Beginning in the mid-1950s, Varo experienced domestic stability that enabled her to devote the rest of her life to painting. During these years, she produced a body of work typified by its female and androgynous figures (often disguised portraits of Varo herself), mystical narrative content, and a quality of ambiguity, mystery, and dark humor. In this last decade of her career, she developed a unique and virtuosic painting style that paired detailed preparatory drawings and meticulous rendering of her primary subjects in the tradition of early Renaissance masters, with Surrealist-derived automatic techniques like decalcomania. In 1956, Varo had her first major solo exhibition in Mexico City, and it catapulted her to the forefront of the art scene. She continued to exhibit widely thereafter before her premature death in 1963.

 

Varo created roughly 400 works of art, over half of them drawings, which are now globally dispersed. Walter Gruen donated 38 significant artworks to the Museo de Arte Moderno in Mexico City. Gallery Wendi Norris has worked with Varo's art since 2004 and has been the only gallery to present solo exhibitions of the artist since she passed away: Indelible Fables (2012), Remedios Varo: Encuentros (2023), and A Visionary Line: Remedios Varo Drawings (2024).

 

In 2023, Varo was the subject of the solo exhibition Remedios Varo: Science Fictions at the Art Institute of Chicago.
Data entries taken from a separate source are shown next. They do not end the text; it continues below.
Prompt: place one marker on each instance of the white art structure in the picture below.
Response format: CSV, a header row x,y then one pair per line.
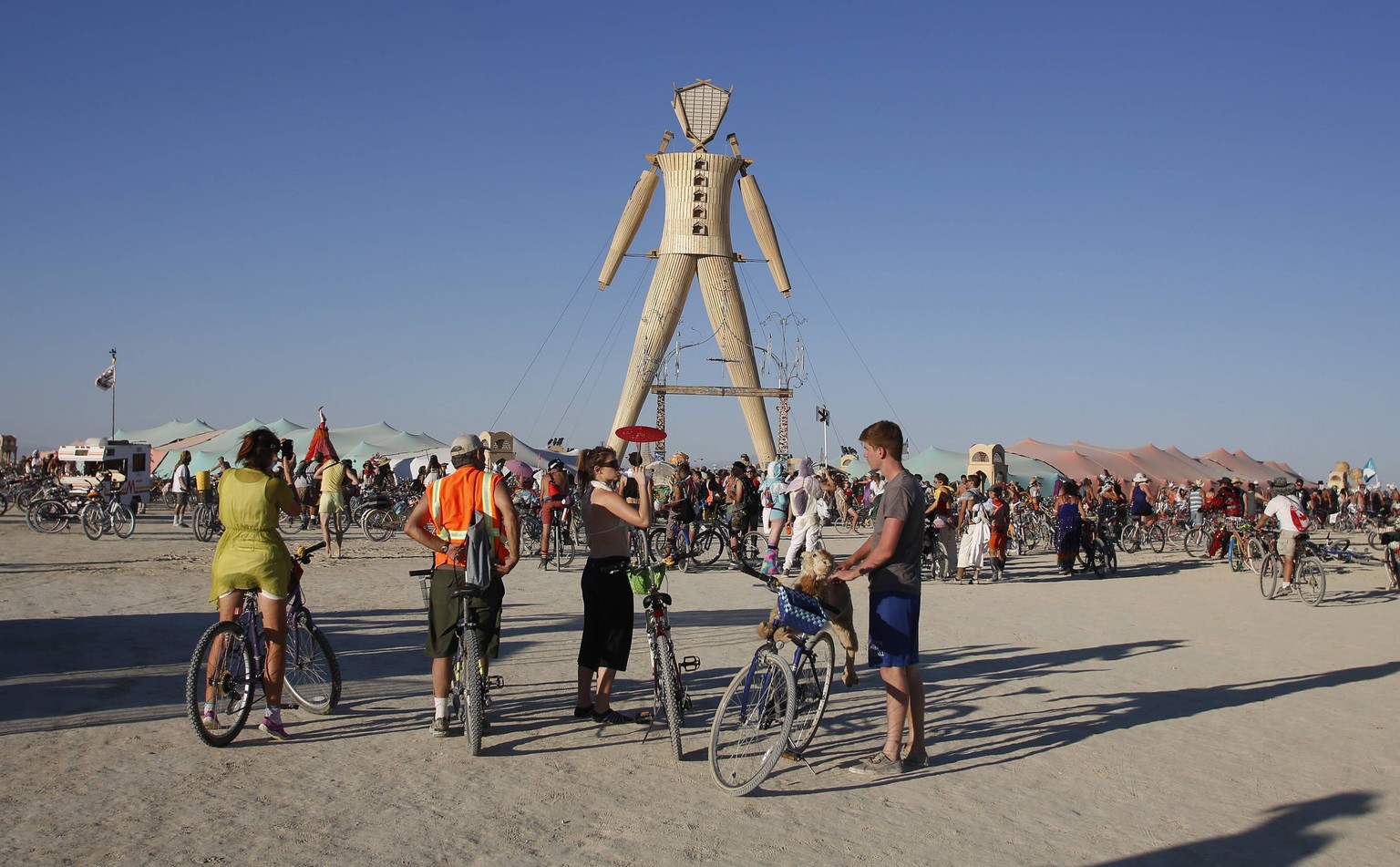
x,y
695,240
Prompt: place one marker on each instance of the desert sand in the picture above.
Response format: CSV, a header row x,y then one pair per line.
x,y
1164,716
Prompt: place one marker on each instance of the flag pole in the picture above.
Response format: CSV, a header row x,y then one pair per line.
x,y
114,394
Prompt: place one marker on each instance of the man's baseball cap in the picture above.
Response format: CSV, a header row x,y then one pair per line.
x,y
467,444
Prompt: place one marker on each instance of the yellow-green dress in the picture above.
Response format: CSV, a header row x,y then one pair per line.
x,y
251,553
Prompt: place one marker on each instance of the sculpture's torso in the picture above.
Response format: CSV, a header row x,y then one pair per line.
x,y
697,203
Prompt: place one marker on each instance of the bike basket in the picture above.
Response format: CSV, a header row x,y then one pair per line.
x,y
799,613
644,580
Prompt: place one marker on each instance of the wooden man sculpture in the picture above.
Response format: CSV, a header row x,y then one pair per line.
x,y
695,238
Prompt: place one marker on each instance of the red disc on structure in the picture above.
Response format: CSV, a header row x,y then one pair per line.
x,y
642,433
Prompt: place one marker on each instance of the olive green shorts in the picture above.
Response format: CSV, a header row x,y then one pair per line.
x,y
444,610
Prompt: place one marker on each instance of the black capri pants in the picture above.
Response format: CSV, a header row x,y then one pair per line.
x,y
608,615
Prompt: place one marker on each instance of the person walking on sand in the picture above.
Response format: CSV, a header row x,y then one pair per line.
x,y
332,477
890,559
449,507
180,486
608,601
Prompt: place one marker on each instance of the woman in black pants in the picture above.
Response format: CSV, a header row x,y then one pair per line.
x,y
608,603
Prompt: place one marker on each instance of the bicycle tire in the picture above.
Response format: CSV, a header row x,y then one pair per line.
x,y
668,689
47,516
232,678
749,731
708,546
473,691
1311,580
378,525
123,521
1269,574
1198,542
754,545
93,520
812,681
313,674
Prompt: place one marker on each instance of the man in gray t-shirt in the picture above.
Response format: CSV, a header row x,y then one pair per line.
x,y
890,558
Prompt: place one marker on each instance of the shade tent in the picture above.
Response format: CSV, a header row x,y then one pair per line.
x,y
162,435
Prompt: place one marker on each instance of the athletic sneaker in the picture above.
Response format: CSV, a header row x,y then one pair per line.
x,y
273,728
878,765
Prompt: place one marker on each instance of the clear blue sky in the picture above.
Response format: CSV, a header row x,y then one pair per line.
x,y
1113,222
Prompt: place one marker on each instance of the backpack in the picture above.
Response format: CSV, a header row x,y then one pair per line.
x,y
752,501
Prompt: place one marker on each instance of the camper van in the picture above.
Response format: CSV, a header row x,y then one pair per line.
x,y
129,464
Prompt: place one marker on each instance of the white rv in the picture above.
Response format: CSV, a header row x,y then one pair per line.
x,y
129,464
Varo's work has been acquired by museums worldwide, including The Museum of Modern Art, New York; Art Institute of Chicago; Centre Pompidou, Paris; National Museum of Women in the Arts, Washington, D.C.; Museo Nacional Centro de Arte Reina Sofía, Madrid, Spain; Museum of Fine Arts, Boston; Detroit Institute of Arts, among others. She has had solo shows at the National Museum of Women in the Arts, Washington, D.C. (2000); Mexican Fine Arts Museum, Chicago, (2000); Museo de Arte Moderno, Mexico City, (1971, 1983, 1994, 2001, 2016, 2018); and Museo de Arte Latinoamericano de Buenos Aires (Malba), Argentina (2020).

 

Varo's work has been included in many group museum exhibitions, including Surrealism: Desire Unbound, Tate Modern Gallery, London, United Kingdom (2001); In Wonderland: The Surrealist Adventures of Women Artists in Mexico and the United States, Los Angeles County Museum of Art, California (2012); Exquisite Corpses: Drawing and Disfiguration, The Museum of Modern Art, New York (2012); Campo Cerrado: Spanish Art 1939-1953, Museo Nacional Centro de Arte Reina Sofía, Madrid, Spain (2016); The Moon: From Inner Worlds to Outer Space, Louisiana Museum of Art, Humlebaek, Denmark (2018); Fantastic Women: Surreal Worlds from Meret Oppenheim to Frida Kahlo, Schirn Kunsthalle Frankfurt, Germany (2020) and Louisiana Museum of Art, Humlebaek, Denmark (2020); Surrealism Beyond Borders, the Metropolitan Museum of Art, New York (2021) and Tate Modern, London (2022); Surrealism and Magic: Enchanted Modernity, Peggy Guggenheim Collection, Venice, Italy (2022) and Museum Barberini, Potsdam, Germany (2022); and the 59th Venice Biennale, The Milk of Dreams (2022).